UBS Asset Management and Aon have launched the UBS Global Emerging Markets Equity Climate Transition Fund.
The fund will use a rules-based strategy investing in emerging market companies and will apply positive and negative tilts, when compared to a broad emerging market index, towards stocks relating to climate change and aiming to decarbonize over time in line with the IPCC’s 1.5°C scenarios. The fund invests in emerging market companies that are supporting the transition to a low-carbon economy. Aon will seed the fund with a total of GBP 190m.
The fund will also gain exposure towards companies that align with the UN Sustainable Development Goals relating to health, clean energy, decent work, responsible consumption and production, and climate action.
Joanna Sharples, CIO, Aon DC Solutions says, !Clients and members expect us to support the low-carbon economy and in an innovative, cost-efficient way. But that’s something we couldn’t previously do with our Emerging Markets exposure. Now, UBS Asset Management’s strong sustainable investing and indexing capabilities have enabled us to create another innovative product which we hope will help meet our members’ needs.”

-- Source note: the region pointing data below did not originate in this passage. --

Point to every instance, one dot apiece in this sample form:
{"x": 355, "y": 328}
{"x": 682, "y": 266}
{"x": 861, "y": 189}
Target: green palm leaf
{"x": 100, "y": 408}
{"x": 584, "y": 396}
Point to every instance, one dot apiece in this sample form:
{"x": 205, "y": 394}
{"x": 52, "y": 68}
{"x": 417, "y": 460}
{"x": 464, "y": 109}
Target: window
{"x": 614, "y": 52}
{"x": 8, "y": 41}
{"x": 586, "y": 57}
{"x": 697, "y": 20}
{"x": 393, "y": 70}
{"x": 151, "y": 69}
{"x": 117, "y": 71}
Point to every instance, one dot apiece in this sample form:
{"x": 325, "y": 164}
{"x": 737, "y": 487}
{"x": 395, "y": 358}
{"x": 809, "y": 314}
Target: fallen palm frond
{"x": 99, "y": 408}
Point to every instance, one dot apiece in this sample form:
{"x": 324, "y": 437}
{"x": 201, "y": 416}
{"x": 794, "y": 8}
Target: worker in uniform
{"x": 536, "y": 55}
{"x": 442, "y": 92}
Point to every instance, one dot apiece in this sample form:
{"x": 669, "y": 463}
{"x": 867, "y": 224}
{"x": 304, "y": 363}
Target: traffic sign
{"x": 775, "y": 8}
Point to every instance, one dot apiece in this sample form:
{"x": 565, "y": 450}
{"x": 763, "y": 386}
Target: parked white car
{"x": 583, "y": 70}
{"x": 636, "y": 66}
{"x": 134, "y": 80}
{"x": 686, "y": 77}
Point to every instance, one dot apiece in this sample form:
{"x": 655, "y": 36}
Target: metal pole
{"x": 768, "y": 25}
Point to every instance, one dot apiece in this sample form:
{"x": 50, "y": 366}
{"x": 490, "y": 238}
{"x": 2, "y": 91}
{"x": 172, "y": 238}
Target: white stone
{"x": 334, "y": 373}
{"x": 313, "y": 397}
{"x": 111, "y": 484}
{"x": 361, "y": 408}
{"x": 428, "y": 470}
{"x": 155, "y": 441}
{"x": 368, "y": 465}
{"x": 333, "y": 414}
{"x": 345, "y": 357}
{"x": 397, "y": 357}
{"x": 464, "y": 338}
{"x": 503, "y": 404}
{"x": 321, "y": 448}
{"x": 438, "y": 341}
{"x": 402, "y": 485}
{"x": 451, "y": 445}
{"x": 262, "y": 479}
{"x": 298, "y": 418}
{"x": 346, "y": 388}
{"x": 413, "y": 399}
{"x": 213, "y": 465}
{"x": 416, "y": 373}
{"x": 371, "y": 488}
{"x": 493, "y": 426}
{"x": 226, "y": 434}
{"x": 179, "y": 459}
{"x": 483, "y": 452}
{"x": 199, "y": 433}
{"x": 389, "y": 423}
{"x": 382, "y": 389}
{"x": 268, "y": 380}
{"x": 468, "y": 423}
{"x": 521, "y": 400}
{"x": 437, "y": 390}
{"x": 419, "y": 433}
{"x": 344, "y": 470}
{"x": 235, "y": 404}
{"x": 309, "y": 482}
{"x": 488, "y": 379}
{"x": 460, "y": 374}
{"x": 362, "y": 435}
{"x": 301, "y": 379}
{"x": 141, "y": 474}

Ian Ashment, Head of Portfolio Engineering and Trading, UBS AM says, “We are proud to once again collaborate with Aon to provide pension plans with the ability to mitigate climate-related investment risks in emerging markets, while also considering social aspects. The transition to a low-carbon economy is vital to reduce the risk of climate change, and this Fund brings together our proprietary Climate Aware framework and global stewardship program to collaborate with companies to work towards a lower carbon future, linking climate action with inclusive growth.”